Statistical Analysis
Statistical analyses were performed with SPSS version 11.5 software (SPSS Inc, Chicago, Ill). All results are expressed as mean 6 SD. The significance of differences between two groups was assessed with the unpaired Student t test.
Results
Operative Data
The mean CPB and aortic crossclamp times of the modified Nikaidoh procedure were 342.0±52.1 min and 228.8±42.5 min, respectively. The mean intubation and mechanical ventilation time was 188.7±159 hours. In the REV group, CPB time was 337.3±197.0 min, crossclamp time was 177±40 min, and intubation and ventilation time was 76.4±112.5 hours. For the Rastelli procedure, CPB time was 170.3±40.6 min, crossclamp time was 126.5±31.5 min, and intubation and ventilation time was 43.0±57.4 hours. The modified Nikaidoh procedure was more timeconsuming than both REV (P=.008) and Rastelli (P<.001) procedures in terms of aortic crossclamp time. The mean mechanical ventilation time of the Nikaidoh group was significantly longer than that of the Rastelli group (P=.016). There was no difference between Nikaidoh and REV (P=.15) groups, nor was there any between REV and Rastelli groups (P=.395). Prolonged mechanical ventilation support (.72 hours) was required by 6 patients in the Nikaidoh group, 1 in the REV group, and 2 in the Rastelli group. The patients who underwent the modified Nikaidoh procedure, which is much more aggressive, needed a longer recovery time (Table 2).
Mortality and Morbidity
All patients in the Nikaidoh group survived. Two patients in the REV group and 1 in the Rastelli group died. Causes of death were small right ventricle and postoperative right ventricular failure in 1 case, severe bleeding in 1 case, and low cardiac output syndrome caused by residual stenosis in the LVOT with a gradient of 45 mm Hg in 1 patient who underwent Rastelli procedure. One patient in the Nikaidoh group required extracorporeal membrane oxygenation (ECMO) support because of acute left heart failure at the fourth postoperative day and was successfully weaned from ECMO 62 hours later. The second patient, who had CTG associated with VSD, ASD, and PS, could not be weaned from CPB because of right ventricular dysfunction after modified REV and Senning procedures. He was put on ECMO for 4 days, and then an additional Glenn shunt was performed. This patient could not be weaned from ECMO and died of multiple organ and system failure on the twelfth postoperative day. A patient in the REV group who died of severe bleeding had CTGA, VSD, PS, PDA, and dextrocardia. The bleeding site was on the left atrium (the suture line of the Senning procedure) and could hardly be exposed and controlled, because the atria lie under the ventricles.

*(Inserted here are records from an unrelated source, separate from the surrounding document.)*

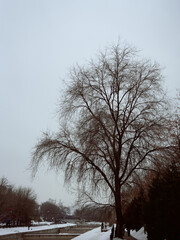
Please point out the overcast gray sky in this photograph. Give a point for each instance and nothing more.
(40, 40)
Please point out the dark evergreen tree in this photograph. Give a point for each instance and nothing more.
(163, 208)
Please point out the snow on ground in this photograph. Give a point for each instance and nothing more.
(140, 235)
(4, 231)
(94, 234)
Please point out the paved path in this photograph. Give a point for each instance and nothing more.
(129, 237)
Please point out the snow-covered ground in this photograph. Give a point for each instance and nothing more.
(4, 231)
(140, 235)
(94, 234)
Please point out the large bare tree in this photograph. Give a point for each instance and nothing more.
(112, 123)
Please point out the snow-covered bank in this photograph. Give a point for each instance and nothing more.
(4, 231)
(94, 234)
(140, 235)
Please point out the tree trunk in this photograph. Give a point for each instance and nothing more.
(119, 217)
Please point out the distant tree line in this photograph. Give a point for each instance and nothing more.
(18, 207)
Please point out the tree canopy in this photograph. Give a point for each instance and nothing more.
(113, 123)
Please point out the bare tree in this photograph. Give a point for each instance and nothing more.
(112, 123)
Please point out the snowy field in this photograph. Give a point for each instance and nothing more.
(4, 231)
(94, 234)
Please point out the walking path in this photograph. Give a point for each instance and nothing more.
(129, 237)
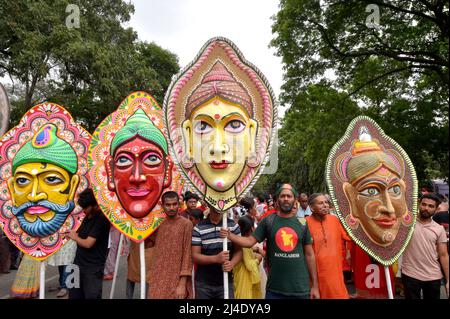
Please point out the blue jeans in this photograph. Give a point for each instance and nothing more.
(62, 276)
(204, 290)
(275, 295)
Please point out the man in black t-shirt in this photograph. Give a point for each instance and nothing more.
(92, 240)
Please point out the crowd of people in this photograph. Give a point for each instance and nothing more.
(281, 246)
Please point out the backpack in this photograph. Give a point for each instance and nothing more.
(268, 229)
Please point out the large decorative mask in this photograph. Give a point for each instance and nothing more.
(220, 118)
(4, 111)
(43, 165)
(374, 189)
(130, 166)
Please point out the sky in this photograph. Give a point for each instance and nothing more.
(184, 26)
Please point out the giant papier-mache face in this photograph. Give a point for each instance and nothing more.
(221, 119)
(43, 184)
(373, 186)
(139, 168)
(375, 190)
(220, 137)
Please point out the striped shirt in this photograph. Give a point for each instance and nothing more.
(207, 235)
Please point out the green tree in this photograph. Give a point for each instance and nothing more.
(395, 71)
(89, 69)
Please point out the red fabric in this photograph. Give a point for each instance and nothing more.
(360, 261)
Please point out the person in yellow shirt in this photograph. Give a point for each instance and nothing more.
(246, 275)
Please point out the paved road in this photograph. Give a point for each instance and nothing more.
(51, 281)
(52, 276)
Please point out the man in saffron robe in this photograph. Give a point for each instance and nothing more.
(328, 235)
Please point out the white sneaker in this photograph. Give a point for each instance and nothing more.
(62, 293)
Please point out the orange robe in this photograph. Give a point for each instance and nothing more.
(328, 236)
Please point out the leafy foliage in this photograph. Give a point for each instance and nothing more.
(89, 69)
(396, 72)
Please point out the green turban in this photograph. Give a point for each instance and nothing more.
(47, 147)
(139, 125)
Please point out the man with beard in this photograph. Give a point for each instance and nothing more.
(92, 240)
(425, 254)
(171, 265)
(328, 236)
(191, 200)
(43, 183)
(292, 264)
(304, 209)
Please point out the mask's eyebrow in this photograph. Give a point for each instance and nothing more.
(203, 116)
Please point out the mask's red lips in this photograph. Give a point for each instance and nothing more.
(36, 210)
(219, 165)
(133, 192)
(385, 222)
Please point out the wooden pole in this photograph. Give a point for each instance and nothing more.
(116, 267)
(388, 282)
(42, 281)
(225, 247)
(143, 274)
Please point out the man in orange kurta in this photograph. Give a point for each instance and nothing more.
(328, 236)
(171, 263)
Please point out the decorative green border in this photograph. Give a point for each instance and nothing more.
(329, 168)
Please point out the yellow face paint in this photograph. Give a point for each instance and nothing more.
(33, 182)
(219, 135)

More patients in the Nikaidoh group than in the REV and Rastelli groups required prolonged mechanical ventilation support. The causes of prolonged mechanical ventilation support were low cardiac output syndrome, lung infection, stress ulcer, and renal dysfunction.
Postoperative Echocardiography
Echocardiography was performed for all patients before discharge, at 3 to 6 postoperative months, and then once each year. Postoperative echocardiography showed completely normal anatomy of the reconstructed LVOT after double root translocation in all cases, whereas a bending-shaped LVOT was noted in both REV (1 case of TGA) and Rastelli (6 cases of TGA) groups. Turbulence was also observed in
the LVOT tunnel in 3 patients with TGA 18 months after the Rastelli operation. Interestingly, among those patients who had DORV, PS, and subaortic VSD, there were no apparent unfavorable shaped LVOTs or unphysiologic flow patterns in the LVOT tunnel in either the modified REV or Rastelli group. In the Nikaidoh group, 2 patients showed totally normal cardiac hemodynamics: competent aortic and pulmonary valves, physiologic flow pattern in the reconstructed LVOT and RVOT, and good ventricular function.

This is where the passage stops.